One way to protect against the disclosure of trade secrets is by written agreement to maintain the secret nature of the information. A party could have contractual remedies available in additional to the remedies potentially available under the state’s version of the UTSA.
Example: Consider again Ted’s potential meeting with Gnarly-Sellargesum. In order to protect himself, Ted might condition the meeting on Gnarly-Sellargesum’s willingness to sign a non-disclosure agreement. Such agreements are basically promises not to disclose information learned for some specific period of time. To the extent that Ted could enforce this contract in a court of law, Gnarly-Sellargesum would be prevented from selling Ted’s idea to another company.
But Gnarly-Sellargesum is a motorcycle manufacturer and would probably prefer to make the new motorcycles itself rather than sell the idea. In this case the nondisclosure agreement would not help Ted. Instead, he would need some sort of noncompete agreement (also called a covenant not to compete). This would bind Gnarly-Sellargesum to the promise that if they do not go into business with Ted they would not use Ted’s plans to build a competing product. Again, such an agreement would bind the parties for a limited time.
Most often, contracts will contain both types of agreements.
Example: Years before coming up with his design, Ted had gone to work in a motorcycle shop owned by Josh. One condition of employment was signing an agreement not to disclose trade secrets to others and not to use any such trade secrets to complete with Josh during employment and for 2 years following employment.
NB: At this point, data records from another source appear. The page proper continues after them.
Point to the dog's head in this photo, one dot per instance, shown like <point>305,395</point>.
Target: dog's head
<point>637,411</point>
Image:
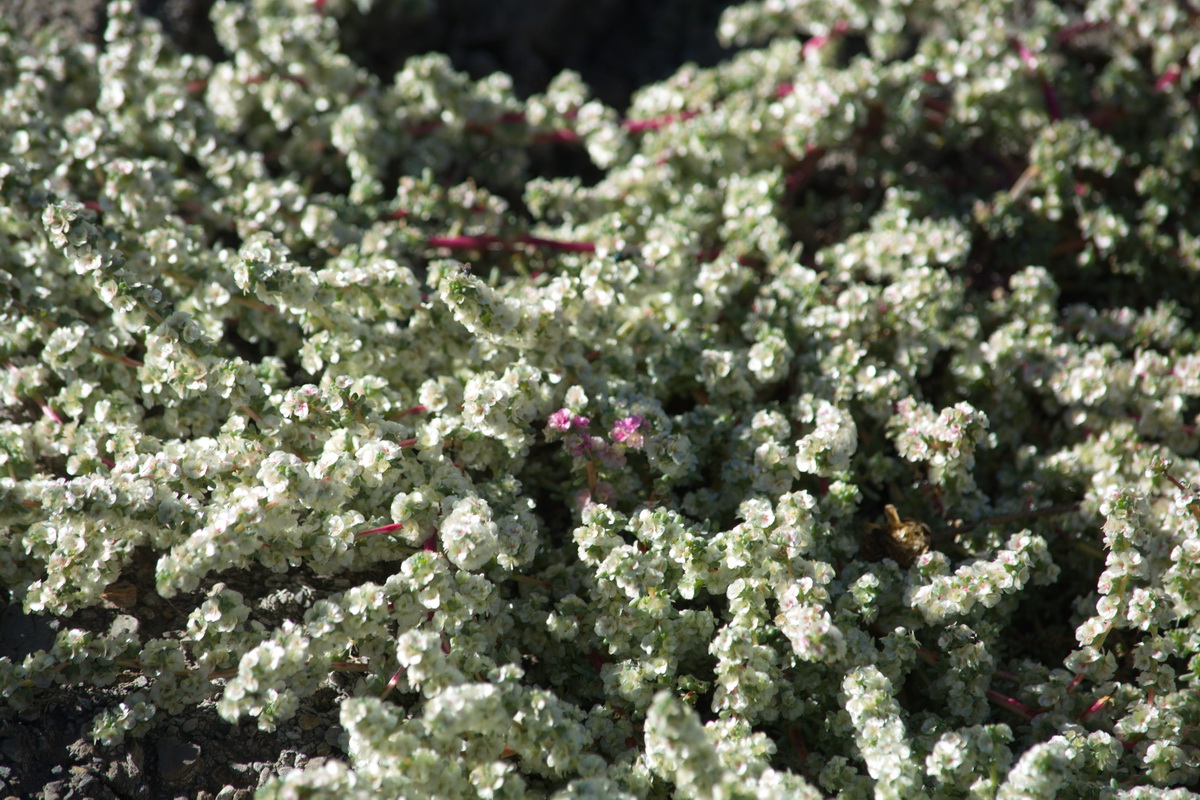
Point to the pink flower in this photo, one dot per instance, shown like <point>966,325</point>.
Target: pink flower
<point>563,420</point>
<point>627,431</point>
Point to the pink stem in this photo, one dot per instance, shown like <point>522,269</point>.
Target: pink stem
<point>1013,705</point>
<point>381,529</point>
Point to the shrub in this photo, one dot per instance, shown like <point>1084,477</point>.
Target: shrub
<point>838,439</point>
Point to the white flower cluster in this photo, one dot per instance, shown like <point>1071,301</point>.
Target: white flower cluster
<point>601,465</point>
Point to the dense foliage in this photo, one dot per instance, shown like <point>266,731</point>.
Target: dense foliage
<point>607,461</point>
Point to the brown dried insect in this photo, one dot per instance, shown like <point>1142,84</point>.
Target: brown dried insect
<point>900,540</point>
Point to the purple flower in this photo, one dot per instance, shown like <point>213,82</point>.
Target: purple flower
<point>559,420</point>
<point>627,431</point>
<point>563,420</point>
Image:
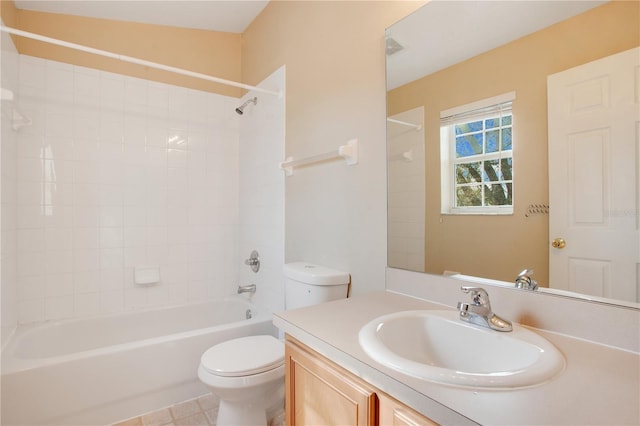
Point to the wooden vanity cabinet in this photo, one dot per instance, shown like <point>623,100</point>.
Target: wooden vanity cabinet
<point>320,392</point>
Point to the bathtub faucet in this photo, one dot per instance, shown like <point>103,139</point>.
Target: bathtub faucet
<point>251,288</point>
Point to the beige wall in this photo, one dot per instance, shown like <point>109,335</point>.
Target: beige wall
<point>521,66</point>
<point>208,52</point>
<point>335,75</point>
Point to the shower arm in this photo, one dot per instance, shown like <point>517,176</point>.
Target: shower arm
<point>133,60</point>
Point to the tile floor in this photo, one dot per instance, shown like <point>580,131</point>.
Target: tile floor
<point>200,411</point>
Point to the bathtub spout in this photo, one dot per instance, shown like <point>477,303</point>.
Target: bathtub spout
<point>251,288</point>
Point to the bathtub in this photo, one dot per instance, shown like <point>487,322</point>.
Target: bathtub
<point>100,370</point>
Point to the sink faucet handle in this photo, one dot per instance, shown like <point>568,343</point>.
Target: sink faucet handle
<point>479,296</point>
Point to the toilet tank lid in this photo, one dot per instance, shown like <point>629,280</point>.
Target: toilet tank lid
<point>309,273</point>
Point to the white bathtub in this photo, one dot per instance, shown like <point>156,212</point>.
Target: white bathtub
<point>104,369</point>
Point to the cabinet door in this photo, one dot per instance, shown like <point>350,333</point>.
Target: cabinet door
<point>321,393</point>
<point>394,413</point>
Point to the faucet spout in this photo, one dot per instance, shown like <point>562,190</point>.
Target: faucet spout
<point>251,288</point>
<point>479,311</point>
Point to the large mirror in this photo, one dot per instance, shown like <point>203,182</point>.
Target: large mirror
<point>449,63</point>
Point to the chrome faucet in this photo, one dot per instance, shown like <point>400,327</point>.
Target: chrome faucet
<point>524,280</point>
<point>251,288</point>
<point>479,311</point>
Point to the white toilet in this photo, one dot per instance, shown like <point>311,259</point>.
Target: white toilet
<point>247,374</point>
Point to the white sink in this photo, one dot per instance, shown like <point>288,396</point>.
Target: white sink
<point>437,346</point>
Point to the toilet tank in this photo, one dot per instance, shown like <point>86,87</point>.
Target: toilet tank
<point>308,284</point>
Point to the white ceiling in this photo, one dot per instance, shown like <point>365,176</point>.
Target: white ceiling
<point>217,15</point>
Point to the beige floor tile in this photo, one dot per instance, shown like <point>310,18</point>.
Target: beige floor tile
<point>208,401</point>
<point>131,422</point>
<point>185,409</point>
<point>157,418</point>
<point>198,419</point>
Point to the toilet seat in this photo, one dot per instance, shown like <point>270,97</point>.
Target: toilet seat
<point>244,356</point>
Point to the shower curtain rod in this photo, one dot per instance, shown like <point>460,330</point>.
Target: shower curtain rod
<point>133,60</point>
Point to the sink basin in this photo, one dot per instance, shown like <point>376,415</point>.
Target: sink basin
<point>437,346</point>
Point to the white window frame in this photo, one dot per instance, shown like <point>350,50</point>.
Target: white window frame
<point>448,154</point>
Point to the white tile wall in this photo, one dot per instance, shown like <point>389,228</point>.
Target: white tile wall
<point>117,172</point>
<point>8,194</point>
<point>262,192</point>
<point>406,197</point>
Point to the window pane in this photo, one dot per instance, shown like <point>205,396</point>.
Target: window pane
<point>492,141</point>
<point>506,139</point>
<point>468,145</point>
<point>492,171</point>
<point>474,126</point>
<point>491,123</point>
<point>467,196</point>
<point>506,167</point>
<point>499,194</point>
<point>468,173</point>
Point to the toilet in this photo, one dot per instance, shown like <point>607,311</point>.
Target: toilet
<point>247,373</point>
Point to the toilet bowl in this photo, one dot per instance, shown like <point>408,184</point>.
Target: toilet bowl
<point>247,374</point>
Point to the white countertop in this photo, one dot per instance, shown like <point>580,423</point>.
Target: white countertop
<point>600,385</point>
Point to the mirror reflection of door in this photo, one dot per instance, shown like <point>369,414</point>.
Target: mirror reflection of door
<point>593,157</point>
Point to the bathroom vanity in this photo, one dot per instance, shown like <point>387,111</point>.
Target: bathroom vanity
<point>331,380</point>
<point>321,392</point>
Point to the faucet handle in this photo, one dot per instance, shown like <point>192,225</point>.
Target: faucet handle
<point>479,296</point>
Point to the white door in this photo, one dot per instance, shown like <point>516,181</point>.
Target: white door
<point>593,179</point>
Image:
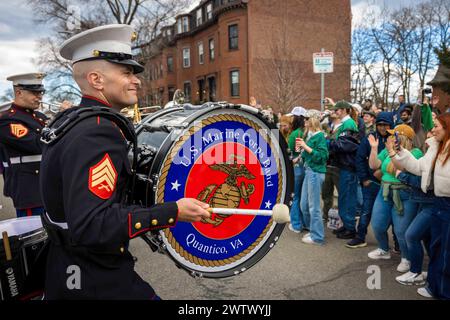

As noted earlier, protecting secrets is a balancing act just like those involved in other areas of intellectual property law. We want to protect Josh from employees who take his ideas and use them to their own advantage (whether by selling them to others or incorporating them into their own businesses). That said, we do not want to allow Josh to prevent employees from moving onward and upward. Preventing employees from using what they’ve learned on the job might make it impossible to effectively grow in their field. Similarly, preventing them from using information for a long period of time might be considered unfair. Therefore, in order to be enforceable in most states, these agreements must be reasonable in their scope.
Example: Lowell works for an education services company which asks him to sign a noncompete agreement. The agreement would prevent him from competing with the company for one year following termination of employment within 100 miles of the company’s office. Because this would prevent Lowell from earning a living in his chosen field without moving out of state, a court is likely to refuse to enforce the covenant not to compete as being unreasonable.